私の母親
「今、帰ったよ。」
夜中の2時過ぎに、母親が帰って来た。
今日は、まだ帰りが早い方だ。私のベッドに近づく。
私は、深夜の学校から戻り、全力で狸寝入りを決め込んでいる。
私の母親、久美帆は小さなスナックのママを一人で
やっている。お店の名前は、ハイドランジア。
紫陽花という意味。土の成分で、花の色が変わるあの花
なんだよね。花言葉も、色々ある。
さて、スナックは立地条件も良い中々の物件で、そこそこ流行っている。
お得意さんも、多い。死んだ旦那の遺産で建ててもらったと言っているが、
どうも嘘くさい。
それは、さておき、私の母親は20歳で私を産んだというから、
まだ30代なんだけど、スタイルも良くめっちゃ若く見える。
とても高校生の娘がいるようには見えない。
そんで、私は高校生になって、忙しい日は、スナックの
お手伝いをさせられるんだけど、お店ではママの歳の離れた20歳の妹に
なっている。昭和か。
お客さんに体を触られても、抱き着かれても、文句を言えないから、
本当はお手伝いなんかしたくないけど、食べさせてもらってるし、
高校にも行かしてもらってるから、嫌とは言えない。
でもね、そんな酷い母親でも、一つだけ、私が誇りに思えることが
あるんだ。
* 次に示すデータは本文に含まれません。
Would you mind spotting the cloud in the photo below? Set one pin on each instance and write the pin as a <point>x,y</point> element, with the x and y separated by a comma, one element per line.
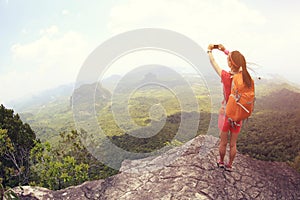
<point>259,32</point>
<point>65,12</point>
<point>53,59</point>
<point>197,19</point>
<point>219,21</point>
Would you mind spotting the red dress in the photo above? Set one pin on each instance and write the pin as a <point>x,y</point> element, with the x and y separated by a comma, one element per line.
<point>223,123</point>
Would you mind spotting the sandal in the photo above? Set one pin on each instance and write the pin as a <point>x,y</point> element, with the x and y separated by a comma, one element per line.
<point>220,164</point>
<point>228,167</point>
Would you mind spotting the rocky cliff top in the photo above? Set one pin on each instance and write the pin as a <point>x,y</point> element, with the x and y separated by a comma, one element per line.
<point>187,172</point>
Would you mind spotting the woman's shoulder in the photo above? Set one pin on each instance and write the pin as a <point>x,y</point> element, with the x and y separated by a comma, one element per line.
<point>225,74</point>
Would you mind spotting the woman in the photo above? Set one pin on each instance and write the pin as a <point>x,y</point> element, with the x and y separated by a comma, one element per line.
<point>237,64</point>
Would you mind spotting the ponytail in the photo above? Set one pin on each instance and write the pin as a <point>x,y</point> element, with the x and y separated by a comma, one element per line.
<point>238,60</point>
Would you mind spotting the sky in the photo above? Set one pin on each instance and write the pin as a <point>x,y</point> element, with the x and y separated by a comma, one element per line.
<point>43,44</point>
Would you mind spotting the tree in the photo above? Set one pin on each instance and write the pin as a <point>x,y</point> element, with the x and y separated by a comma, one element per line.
<point>16,141</point>
<point>55,172</point>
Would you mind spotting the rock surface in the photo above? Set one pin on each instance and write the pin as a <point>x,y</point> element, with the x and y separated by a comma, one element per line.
<point>187,172</point>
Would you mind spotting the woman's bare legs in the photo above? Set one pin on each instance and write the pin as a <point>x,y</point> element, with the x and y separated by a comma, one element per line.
<point>223,144</point>
<point>233,139</point>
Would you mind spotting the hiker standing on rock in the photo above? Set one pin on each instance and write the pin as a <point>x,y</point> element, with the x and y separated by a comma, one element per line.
<point>238,90</point>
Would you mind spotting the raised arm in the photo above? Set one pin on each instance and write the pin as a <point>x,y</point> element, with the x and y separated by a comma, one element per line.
<point>213,62</point>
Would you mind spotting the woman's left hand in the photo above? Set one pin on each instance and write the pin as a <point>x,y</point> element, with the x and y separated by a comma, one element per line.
<point>210,47</point>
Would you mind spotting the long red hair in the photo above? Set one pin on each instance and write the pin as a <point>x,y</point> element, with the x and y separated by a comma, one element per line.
<point>238,60</point>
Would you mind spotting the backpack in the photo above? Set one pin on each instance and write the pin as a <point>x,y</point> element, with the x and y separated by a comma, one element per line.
<point>241,100</point>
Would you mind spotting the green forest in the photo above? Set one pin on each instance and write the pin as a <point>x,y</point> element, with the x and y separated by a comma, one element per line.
<point>44,149</point>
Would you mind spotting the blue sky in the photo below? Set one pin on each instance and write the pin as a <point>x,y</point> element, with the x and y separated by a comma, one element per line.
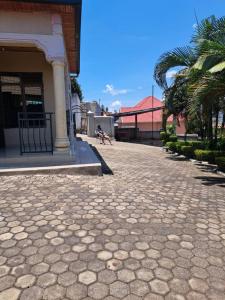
<point>122,39</point>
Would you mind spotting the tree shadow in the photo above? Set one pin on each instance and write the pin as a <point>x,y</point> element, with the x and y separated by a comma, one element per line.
<point>105,168</point>
<point>212,180</point>
<point>177,158</point>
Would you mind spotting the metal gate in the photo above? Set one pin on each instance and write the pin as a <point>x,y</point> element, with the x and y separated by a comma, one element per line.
<point>35,132</point>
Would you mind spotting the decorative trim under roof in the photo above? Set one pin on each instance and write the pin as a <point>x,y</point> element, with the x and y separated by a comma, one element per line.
<point>71,18</point>
<point>69,2</point>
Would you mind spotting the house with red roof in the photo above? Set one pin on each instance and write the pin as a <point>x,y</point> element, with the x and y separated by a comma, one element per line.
<point>144,121</point>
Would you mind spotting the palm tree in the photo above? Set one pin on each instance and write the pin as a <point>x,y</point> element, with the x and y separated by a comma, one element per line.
<point>199,87</point>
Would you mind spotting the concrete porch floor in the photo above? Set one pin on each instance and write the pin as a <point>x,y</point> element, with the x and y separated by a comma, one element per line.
<point>79,159</point>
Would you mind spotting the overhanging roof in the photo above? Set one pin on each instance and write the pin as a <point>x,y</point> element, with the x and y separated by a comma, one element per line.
<point>137,112</point>
<point>71,22</point>
<point>69,2</point>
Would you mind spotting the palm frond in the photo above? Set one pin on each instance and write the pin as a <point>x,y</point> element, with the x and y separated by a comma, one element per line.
<point>179,57</point>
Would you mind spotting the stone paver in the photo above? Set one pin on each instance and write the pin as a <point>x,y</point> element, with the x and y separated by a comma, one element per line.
<point>154,230</point>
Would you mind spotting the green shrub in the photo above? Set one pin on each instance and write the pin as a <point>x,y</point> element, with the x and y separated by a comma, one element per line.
<point>171,146</point>
<point>187,151</point>
<point>220,161</point>
<point>221,144</point>
<point>197,145</point>
<point>171,129</point>
<point>164,135</point>
<point>207,155</point>
<point>179,144</point>
<point>173,138</point>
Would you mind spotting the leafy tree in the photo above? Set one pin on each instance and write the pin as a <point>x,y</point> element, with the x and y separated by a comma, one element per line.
<point>76,88</point>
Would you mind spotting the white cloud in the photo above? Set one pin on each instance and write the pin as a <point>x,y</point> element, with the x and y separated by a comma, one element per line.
<point>171,74</point>
<point>195,26</point>
<point>109,89</point>
<point>116,103</point>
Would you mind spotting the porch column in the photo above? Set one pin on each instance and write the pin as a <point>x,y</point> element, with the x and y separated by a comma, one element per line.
<point>61,140</point>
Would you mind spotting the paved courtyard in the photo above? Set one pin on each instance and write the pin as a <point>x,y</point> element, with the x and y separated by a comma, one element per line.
<point>154,230</point>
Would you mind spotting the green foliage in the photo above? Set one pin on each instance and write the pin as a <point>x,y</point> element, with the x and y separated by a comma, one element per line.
<point>207,155</point>
<point>187,151</point>
<point>171,146</point>
<point>197,91</point>
<point>220,161</point>
<point>164,137</point>
<point>75,88</point>
<point>170,129</point>
<point>179,144</point>
<point>197,145</point>
<point>173,138</point>
<point>221,144</point>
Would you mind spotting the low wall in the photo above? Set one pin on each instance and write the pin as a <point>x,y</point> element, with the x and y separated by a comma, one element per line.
<point>106,123</point>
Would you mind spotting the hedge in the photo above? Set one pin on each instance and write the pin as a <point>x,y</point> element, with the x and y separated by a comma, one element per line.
<point>173,138</point>
<point>220,161</point>
<point>171,146</point>
<point>187,151</point>
<point>207,155</point>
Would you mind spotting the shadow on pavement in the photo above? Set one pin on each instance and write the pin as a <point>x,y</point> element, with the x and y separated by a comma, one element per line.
<point>209,181</point>
<point>177,158</point>
<point>105,168</point>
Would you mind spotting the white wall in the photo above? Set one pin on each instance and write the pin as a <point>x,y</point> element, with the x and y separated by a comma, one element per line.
<point>22,22</point>
<point>28,62</point>
<point>106,123</point>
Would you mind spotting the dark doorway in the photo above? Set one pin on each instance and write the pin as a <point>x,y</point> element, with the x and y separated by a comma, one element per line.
<point>2,139</point>
<point>19,92</point>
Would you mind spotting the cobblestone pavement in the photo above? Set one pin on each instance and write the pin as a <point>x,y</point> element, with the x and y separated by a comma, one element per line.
<point>154,230</point>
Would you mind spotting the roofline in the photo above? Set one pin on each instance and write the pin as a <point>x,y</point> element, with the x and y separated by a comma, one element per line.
<point>65,2</point>
<point>76,4</point>
<point>138,112</point>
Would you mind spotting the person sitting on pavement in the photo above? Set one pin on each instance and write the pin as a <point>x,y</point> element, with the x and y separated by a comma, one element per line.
<point>102,135</point>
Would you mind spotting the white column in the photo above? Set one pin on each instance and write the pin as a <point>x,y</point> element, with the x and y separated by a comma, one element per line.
<point>61,140</point>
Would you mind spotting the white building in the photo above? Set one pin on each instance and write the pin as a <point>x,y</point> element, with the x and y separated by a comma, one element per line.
<point>39,47</point>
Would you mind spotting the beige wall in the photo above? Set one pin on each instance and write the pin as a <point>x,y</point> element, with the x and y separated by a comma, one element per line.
<point>31,62</point>
<point>28,23</point>
<point>28,62</point>
<point>156,126</point>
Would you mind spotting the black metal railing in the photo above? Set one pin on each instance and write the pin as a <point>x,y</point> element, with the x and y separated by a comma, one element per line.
<point>35,132</point>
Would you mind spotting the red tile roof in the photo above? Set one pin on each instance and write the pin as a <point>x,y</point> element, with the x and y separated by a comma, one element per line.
<point>146,117</point>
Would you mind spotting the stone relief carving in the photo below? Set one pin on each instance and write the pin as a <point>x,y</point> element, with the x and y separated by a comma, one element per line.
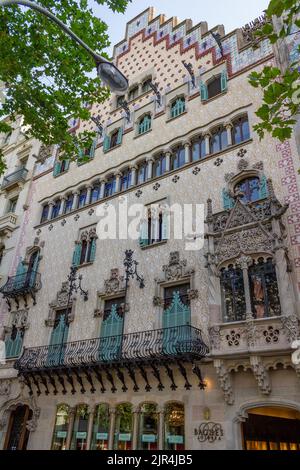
<point>5,387</point>
<point>261,374</point>
<point>224,381</point>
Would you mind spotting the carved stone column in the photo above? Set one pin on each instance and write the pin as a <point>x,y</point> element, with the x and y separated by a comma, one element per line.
<point>112,414</point>
<point>72,413</point>
<point>229,133</point>
<point>244,262</point>
<point>102,188</point>
<point>168,154</point>
<point>75,200</point>
<point>135,431</point>
<point>90,428</point>
<point>207,137</point>
<point>88,194</point>
<point>161,428</point>
<point>187,149</point>
<point>133,170</point>
<point>150,162</point>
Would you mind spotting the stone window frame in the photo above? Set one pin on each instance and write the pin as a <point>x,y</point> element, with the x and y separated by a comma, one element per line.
<point>181,275</point>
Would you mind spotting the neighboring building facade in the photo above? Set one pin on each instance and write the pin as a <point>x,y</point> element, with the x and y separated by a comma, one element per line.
<point>200,358</point>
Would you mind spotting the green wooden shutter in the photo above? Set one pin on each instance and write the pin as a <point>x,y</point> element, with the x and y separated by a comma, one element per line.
<point>120,136</point>
<point>93,148</point>
<point>203,91</point>
<point>144,239</point>
<point>263,192</point>
<point>20,275</point>
<point>228,202</point>
<point>166,227</point>
<point>13,347</point>
<point>77,254</point>
<point>176,325</point>
<point>93,250</point>
<point>56,168</point>
<point>57,346</point>
<point>111,336</point>
<point>106,143</point>
<point>224,81</point>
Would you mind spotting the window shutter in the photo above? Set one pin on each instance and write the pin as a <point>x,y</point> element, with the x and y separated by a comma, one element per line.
<point>93,250</point>
<point>263,188</point>
<point>77,255</point>
<point>56,168</point>
<point>203,91</point>
<point>144,233</point>
<point>106,143</point>
<point>93,148</point>
<point>120,136</point>
<point>166,226</point>
<point>224,80</point>
<point>228,202</point>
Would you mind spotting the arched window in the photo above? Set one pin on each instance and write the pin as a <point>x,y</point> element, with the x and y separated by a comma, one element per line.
<point>250,188</point>
<point>142,173</point>
<point>174,426</point>
<point>61,426</point>
<point>126,179</point>
<point>68,204</point>
<point>95,194</point>
<point>178,158</point>
<point>101,424</point>
<point>144,124</point>
<point>148,427</point>
<point>159,167</point>
<point>264,289</point>
<point>133,93</point>
<point>80,428</point>
<point>240,130</point>
<point>233,294</point>
<point>82,198</point>
<point>123,427</point>
<point>55,209</point>
<point>110,187</point>
<point>198,149</point>
<point>146,85</point>
<point>45,213</point>
<point>177,107</point>
<point>218,140</point>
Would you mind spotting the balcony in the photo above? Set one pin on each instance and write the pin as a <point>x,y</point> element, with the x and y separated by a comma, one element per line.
<point>134,354</point>
<point>20,286</point>
<point>15,178</point>
<point>8,223</point>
それは、歌が超ヤバイくらい上手いんだ。
マイクを握ってステージに立つと、まずオーラが違う。
その歌声は、華があり、艶があり、迫力がある。
聞き手の心に響くほど、魂が込められているんだ。
お客さんに聞いた話、若い頃はプロの歌手だったというのも信じられるかも。
とにかく、お客さんは、私の母親の歌を聞くと虜になり、デュエットでも
した時には、メロメロになる。
それほど、歌が上手い母親は、歌番組が大好きなんだけど、何故か紅白だけは
見ないんだよね。不思議なんだよね~。
さて、私の祈りが通じたのかもしれない。
母親は何も言わず、私を叩き起こすこともなく、立ち去り、シャワーを
浴びている音が聞こえてきた。
「助かった。」
あのダメ男と、中年の獣男の話は、知らないようだし、帰った私にわめきたてる
二人を私がどうしたのか教える必要もない。
私は、そのまま、深い眠りについた。
私は、知らなかった。
シャワーを浴びながら母親が、笑っていたことを。
「やっと、この日が来たのか。」
そのつぶやきに、どんな恐ろしい意味が込められているかを・・・。